Debugging the Xserver
This minihowto attempts to explain how to debug the X server, particularly in the case where the server crashes. It assumes a basic familiarity with unix and a willingness to risk deadlocking the machine.
Just as a warning, if you try this with a closed-source driver, the output is not likely to be very useful.
You'll really want to have a second machine around. It's very difficult to debug the X server from within itself; when it stops and returns control to the debugger, you won't be able to send events to the xterm running your debugger. ssh is your friend here. If you don't have a second machine, see the Debugging with one machine section, and good luck.
Your gdb needs to be reasonably recent, 5.3 or better is probably good.
And of course, you'll need a reproduceable way of crashing the X server, but if you've read this far you've probably got that already. This is your testcase.
If you're debugging with a modern distribution, then they probably already have 'debuginfo' packages available. These packages (usually quite large) include the debugging symbols for the software you have installed, which makes tools like gdb much more useful. Refer to your distro's documentation for details on how to install these. You'll probably want at least the debuginfo for the X server itself, and for the video driver you're using. For example, on a Fedora machine, you'd say:
debuginfo-install xorg-x11-server-Xorg xorg-x11-drv-ati
On Debian or Ubuntu you'd say
apt-get install xserver-xorg-core-dbg xserver-xorg-video-ati-dbg
Otherwise, if you're building X yourself, you'll need to have built X with debugging information. To pass compiler flags in at build time, say:
CFLAGS='-O0 -g3' ./configure --prefix=...
All the normal configure options should work as expected. You may want to put your debuggable server in a different prefix. Be careful of ModulePath and other such path statements in your xorg.conf.

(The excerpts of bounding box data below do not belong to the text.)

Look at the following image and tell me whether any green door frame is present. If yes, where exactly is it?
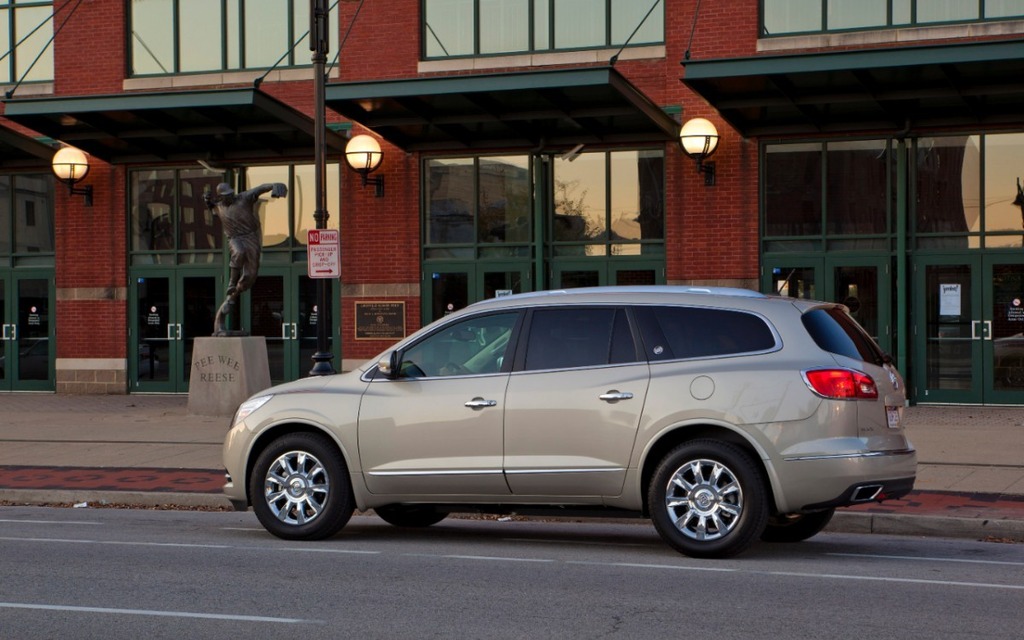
[240,262,341,383]
[0,268,56,391]
[128,266,224,393]
[420,259,535,325]
[910,253,984,404]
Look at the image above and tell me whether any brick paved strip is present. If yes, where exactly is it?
[0,466,224,494]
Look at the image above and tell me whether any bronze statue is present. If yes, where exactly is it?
[205,182,288,336]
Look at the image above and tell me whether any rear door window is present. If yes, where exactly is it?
[636,306,775,361]
[801,306,885,365]
[522,307,639,371]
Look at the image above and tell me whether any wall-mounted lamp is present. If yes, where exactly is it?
[679,118,718,186]
[345,134,384,198]
[51,146,92,207]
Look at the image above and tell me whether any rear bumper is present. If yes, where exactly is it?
[776,447,918,513]
[802,476,914,511]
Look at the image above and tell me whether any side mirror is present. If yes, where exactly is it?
[377,349,401,380]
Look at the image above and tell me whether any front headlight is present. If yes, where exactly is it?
[231,395,273,426]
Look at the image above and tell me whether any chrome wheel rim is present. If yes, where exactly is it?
[665,459,743,541]
[263,452,331,526]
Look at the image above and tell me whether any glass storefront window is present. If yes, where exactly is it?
[985,133,1024,237]
[426,158,476,245]
[551,153,607,244]
[423,0,665,58]
[0,174,55,256]
[477,156,532,243]
[825,140,889,234]
[761,0,1024,36]
[12,175,55,253]
[0,0,53,84]
[129,0,339,76]
[764,143,822,237]
[826,0,888,31]
[914,135,981,233]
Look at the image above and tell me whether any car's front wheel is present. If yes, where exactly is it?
[374,505,447,526]
[761,509,836,543]
[647,440,768,558]
[249,433,355,540]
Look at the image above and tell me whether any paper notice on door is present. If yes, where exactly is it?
[939,285,961,315]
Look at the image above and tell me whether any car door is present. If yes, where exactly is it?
[505,306,649,497]
[358,311,519,497]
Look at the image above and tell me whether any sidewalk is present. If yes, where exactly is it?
[0,393,1024,542]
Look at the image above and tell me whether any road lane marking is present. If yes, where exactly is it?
[0,602,326,625]
[825,553,1024,566]
[0,520,103,526]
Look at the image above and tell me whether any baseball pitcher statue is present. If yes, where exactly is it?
[205,182,288,336]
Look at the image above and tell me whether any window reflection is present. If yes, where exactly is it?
[427,158,476,245]
[13,174,54,253]
[423,0,665,58]
[825,140,889,234]
[985,133,1024,237]
[764,143,822,236]
[477,156,531,243]
[128,0,339,76]
[914,136,981,233]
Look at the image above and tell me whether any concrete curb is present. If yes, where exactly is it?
[0,488,1024,543]
[0,488,231,510]
[825,511,1024,542]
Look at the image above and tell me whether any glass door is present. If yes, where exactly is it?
[242,264,340,383]
[551,259,665,289]
[0,271,54,391]
[128,269,223,393]
[981,255,1024,404]
[825,257,894,353]
[423,262,534,324]
[913,255,987,403]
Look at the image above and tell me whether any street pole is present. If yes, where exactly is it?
[309,0,335,376]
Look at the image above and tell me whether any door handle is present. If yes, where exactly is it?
[597,389,633,402]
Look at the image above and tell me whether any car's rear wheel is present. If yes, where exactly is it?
[374,505,447,526]
[647,440,768,558]
[761,509,836,543]
[249,433,355,540]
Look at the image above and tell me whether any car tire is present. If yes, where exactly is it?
[647,440,768,558]
[374,505,447,527]
[249,433,355,540]
[761,509,836,543]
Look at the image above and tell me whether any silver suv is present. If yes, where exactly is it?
[224,287,916,557]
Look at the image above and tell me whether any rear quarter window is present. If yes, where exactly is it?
[801,307,885,365]
[637,306,775,360]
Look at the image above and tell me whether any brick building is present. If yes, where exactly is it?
[0,0,1024,403]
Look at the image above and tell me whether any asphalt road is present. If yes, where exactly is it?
[0,507,1024,640]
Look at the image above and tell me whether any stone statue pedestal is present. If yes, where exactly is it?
[188,336,270,416]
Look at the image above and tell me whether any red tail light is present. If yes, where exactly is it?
[804,369,879,400]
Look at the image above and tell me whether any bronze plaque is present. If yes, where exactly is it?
[355,302,406,340]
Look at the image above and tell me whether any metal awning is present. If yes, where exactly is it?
[0,125,57,170]
[682,40,1024,136]
[4,88,345,163]
[327,67,679,152]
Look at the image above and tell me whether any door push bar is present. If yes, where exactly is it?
[971,321,992,340]
[281,323,299,340]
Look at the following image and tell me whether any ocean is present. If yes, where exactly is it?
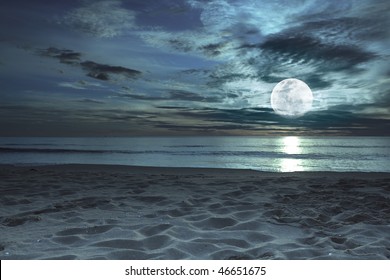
[0,136,390,172]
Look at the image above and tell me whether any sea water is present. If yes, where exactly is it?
[0,137,390,172]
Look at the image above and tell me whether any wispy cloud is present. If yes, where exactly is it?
[62,0,135,38]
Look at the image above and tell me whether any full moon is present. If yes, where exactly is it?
[271,78,313,118]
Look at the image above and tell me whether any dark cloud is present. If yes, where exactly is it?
[38,47,81,64]
[169,90,221,103]
[38,47,142,81]
[119,90,221,103]
[80,61,142,81]
[199,42,226,56]
[258,34,376,70]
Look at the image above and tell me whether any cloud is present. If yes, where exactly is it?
[62,0,135,38]
[38,47,142,81]
[38,47,81,64]
[119,89,221,103]
[259,34,376,70]
[80,61,142,81]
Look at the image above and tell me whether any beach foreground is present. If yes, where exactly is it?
[0,165,390,259]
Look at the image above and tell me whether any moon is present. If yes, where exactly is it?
[271,78,313,118]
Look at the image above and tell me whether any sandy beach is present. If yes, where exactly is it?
[0,165,390,260]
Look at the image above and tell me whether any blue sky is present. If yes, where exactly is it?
[0,0,390,136]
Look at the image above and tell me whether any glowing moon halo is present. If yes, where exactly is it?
[271,78,313,118]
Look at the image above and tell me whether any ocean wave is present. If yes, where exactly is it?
[0,147,334,159]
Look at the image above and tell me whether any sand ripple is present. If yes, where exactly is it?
[0,166,390,259]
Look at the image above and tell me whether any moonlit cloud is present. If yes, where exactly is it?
[63,0,135,38]
[0,0,390,135]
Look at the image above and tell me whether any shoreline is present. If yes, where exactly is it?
[0,163,390,177]
[0,164,390,260]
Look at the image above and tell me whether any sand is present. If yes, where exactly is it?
[0,165,390,260]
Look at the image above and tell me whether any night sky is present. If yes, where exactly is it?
[0,0,390,136]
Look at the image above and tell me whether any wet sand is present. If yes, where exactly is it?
[0,165,390,260]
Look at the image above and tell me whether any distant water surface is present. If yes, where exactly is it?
[0,137,390,172]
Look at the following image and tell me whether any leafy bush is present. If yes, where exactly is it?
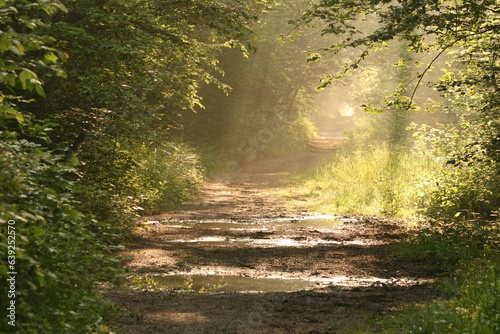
[382,260,500,334]
[121,143,204,214]
[0,134,120,333]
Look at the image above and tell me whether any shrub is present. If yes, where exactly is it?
[0,134,120,333]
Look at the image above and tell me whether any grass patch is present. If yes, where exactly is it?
[288,144,441,218]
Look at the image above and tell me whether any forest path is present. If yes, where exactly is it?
[108,140,432,334]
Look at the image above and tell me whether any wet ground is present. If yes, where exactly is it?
[109,150,432,333]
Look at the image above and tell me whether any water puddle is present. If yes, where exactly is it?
[166,236,368,247]
[125,275,317,292]
[150,215,346,231]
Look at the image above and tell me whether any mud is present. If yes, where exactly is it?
[108,150,433,333]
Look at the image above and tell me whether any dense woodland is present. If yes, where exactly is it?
[0,0,500,333]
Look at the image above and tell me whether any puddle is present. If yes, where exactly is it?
[151,215,345,231]
[125,275,317,292]
[162,236,368,247]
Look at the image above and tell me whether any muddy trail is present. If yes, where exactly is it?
[108,139,432,334]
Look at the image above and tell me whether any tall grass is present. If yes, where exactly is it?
[299,143,442,217]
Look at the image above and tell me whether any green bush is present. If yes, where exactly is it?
[382,260,500,334]
[125,143,204,214]
[0,134,120,333]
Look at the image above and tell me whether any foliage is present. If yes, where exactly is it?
[120,143,204,213]
[292,143,440,218]
[182,1,327,166]
[381,258,500,334]
[0,135,123,333]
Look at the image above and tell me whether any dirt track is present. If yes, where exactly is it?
[109,149,431,334]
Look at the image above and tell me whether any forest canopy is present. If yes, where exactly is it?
[0,0,500,333]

Remember that if you're trying to debug into a driver, you'll want to repeat this step for the driver as well as for the server core.

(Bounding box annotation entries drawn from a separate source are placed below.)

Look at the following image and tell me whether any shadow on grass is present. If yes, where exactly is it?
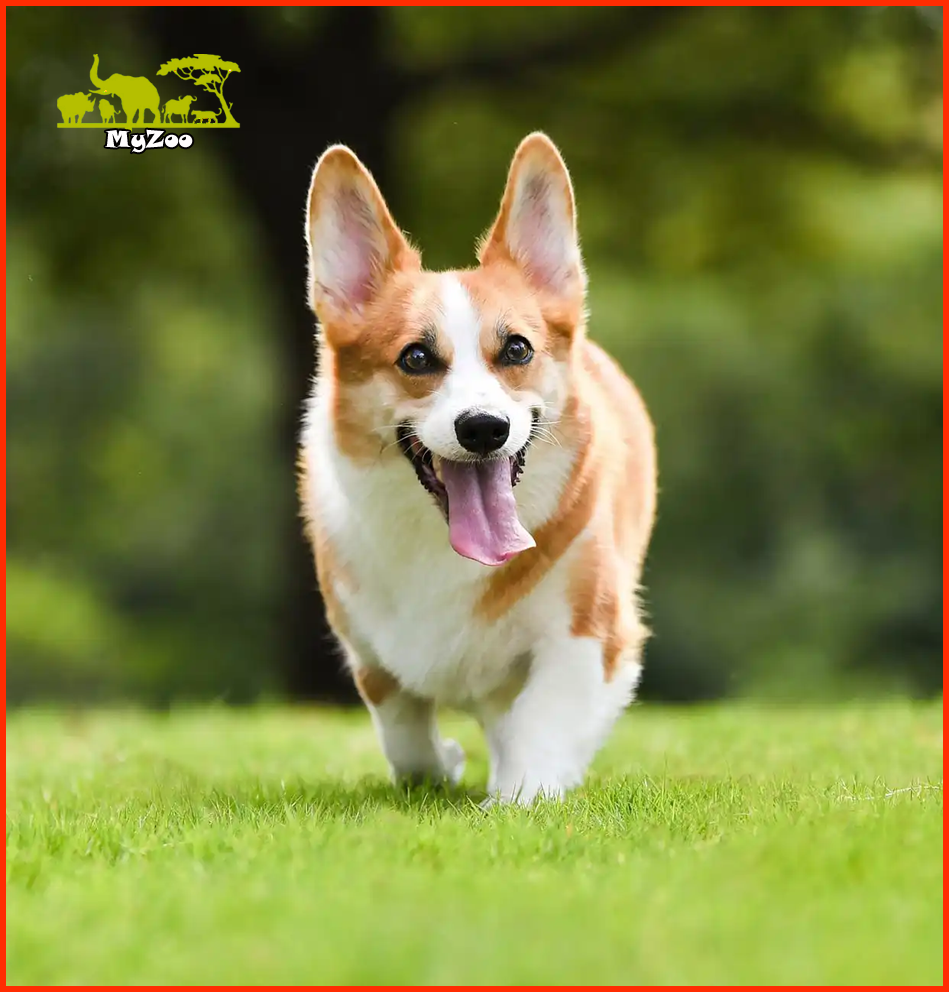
[192,778,485,821]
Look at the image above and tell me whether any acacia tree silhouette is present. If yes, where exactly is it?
[157,55,241,127]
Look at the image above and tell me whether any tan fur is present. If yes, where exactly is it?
[301,134,656,704]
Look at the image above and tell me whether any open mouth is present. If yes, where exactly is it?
[396,424,530,520]
[396,414,534,565]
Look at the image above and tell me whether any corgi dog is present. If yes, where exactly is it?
[299,133,656,805]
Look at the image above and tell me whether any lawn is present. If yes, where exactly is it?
[7,702,942,985]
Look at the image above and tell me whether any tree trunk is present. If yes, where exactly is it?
[144,7,405,701]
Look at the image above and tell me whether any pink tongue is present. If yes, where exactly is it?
[441,458,534,565]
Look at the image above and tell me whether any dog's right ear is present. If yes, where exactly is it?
[306,145,420,322]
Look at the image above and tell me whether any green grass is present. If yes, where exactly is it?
[7,703,942,985]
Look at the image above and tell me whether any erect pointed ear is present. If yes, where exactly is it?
[306,145,420,318]
[478,131,586,297]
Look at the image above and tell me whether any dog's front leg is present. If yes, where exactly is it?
[347,649,465,785]
[482,637,639,805]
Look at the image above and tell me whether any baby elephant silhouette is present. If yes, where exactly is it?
[162,96,197,124]
[99,100,115,124]
[56,93,96,124]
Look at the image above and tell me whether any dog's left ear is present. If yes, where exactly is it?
[478,131,586,299]
[306,145,419,320]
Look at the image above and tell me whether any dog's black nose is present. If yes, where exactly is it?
[455,413,511,455]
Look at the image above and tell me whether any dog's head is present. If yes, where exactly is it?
[306,134,585,565]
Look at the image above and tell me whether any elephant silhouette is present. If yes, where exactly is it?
[89,55,161,124]
[99,100,115,124]
[56,93,96,124]
[162,96,198,124]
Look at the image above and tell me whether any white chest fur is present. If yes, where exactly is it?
[304,400,571,706]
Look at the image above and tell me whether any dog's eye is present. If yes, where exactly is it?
[500,334,534,365]
[397,344,438,375]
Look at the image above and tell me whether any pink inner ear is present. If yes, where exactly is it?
[508,173,575,289]
[321,188,384,308]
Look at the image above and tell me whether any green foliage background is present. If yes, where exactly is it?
[7,8,942,703]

Start the server normally. Go over to your second machine and ssh into the first one. su root, and type
gdb /opt/xorg-debug/Xorg $(pidof Xorg)
gdb /usr/bin/Xorg $(pidof X)
depending on your setup.
Note that even when running with a ssh, X might cripples the console. You can avoid this by passing this option:
-keeptty don't detach controlling tty (for debugging only)
gdb will attach to the running server and spin for a while reading in symbols from all the drivers. Eventually you'll reach a (gdb) prompt. Notice that the X server has halted; type cont at the gdb prompt to continue executing.
Go back to the machine running X, and run your testcase. This time, instead of the server crashing, it should freeze, and gdb should tell you the server got a signal (usually SIGSEGV), as well as the function and line of code where the problem happened. An example looks like:
Program received signal SIGSEGV, Segmentation fault. 0x403245a3 in fbBlt (srcLine=0xc1a1c180, srcStride=59742, srcX=0, dstLine=0x4240cb6c, dstStride=1152, dstX=0, width=32960, height=764, alu=-1046602744, pm=1111538028, bpp=32, reverse=0, upsidedown=0) at fbblt.c:174 174 *dst++ = FbDoDestInvarientMergeRop(*src++);
This by itself is pretty helpful, but there's more info out there. At the gdb prompt, type bt f for a full stack backtrace. (Warning, this will be long!) This dumps out the full call chain of functions from main() on down, as well as the arguments they were called with and the value of all local variables. Keep hitting enter until you get back to the gdb prompt.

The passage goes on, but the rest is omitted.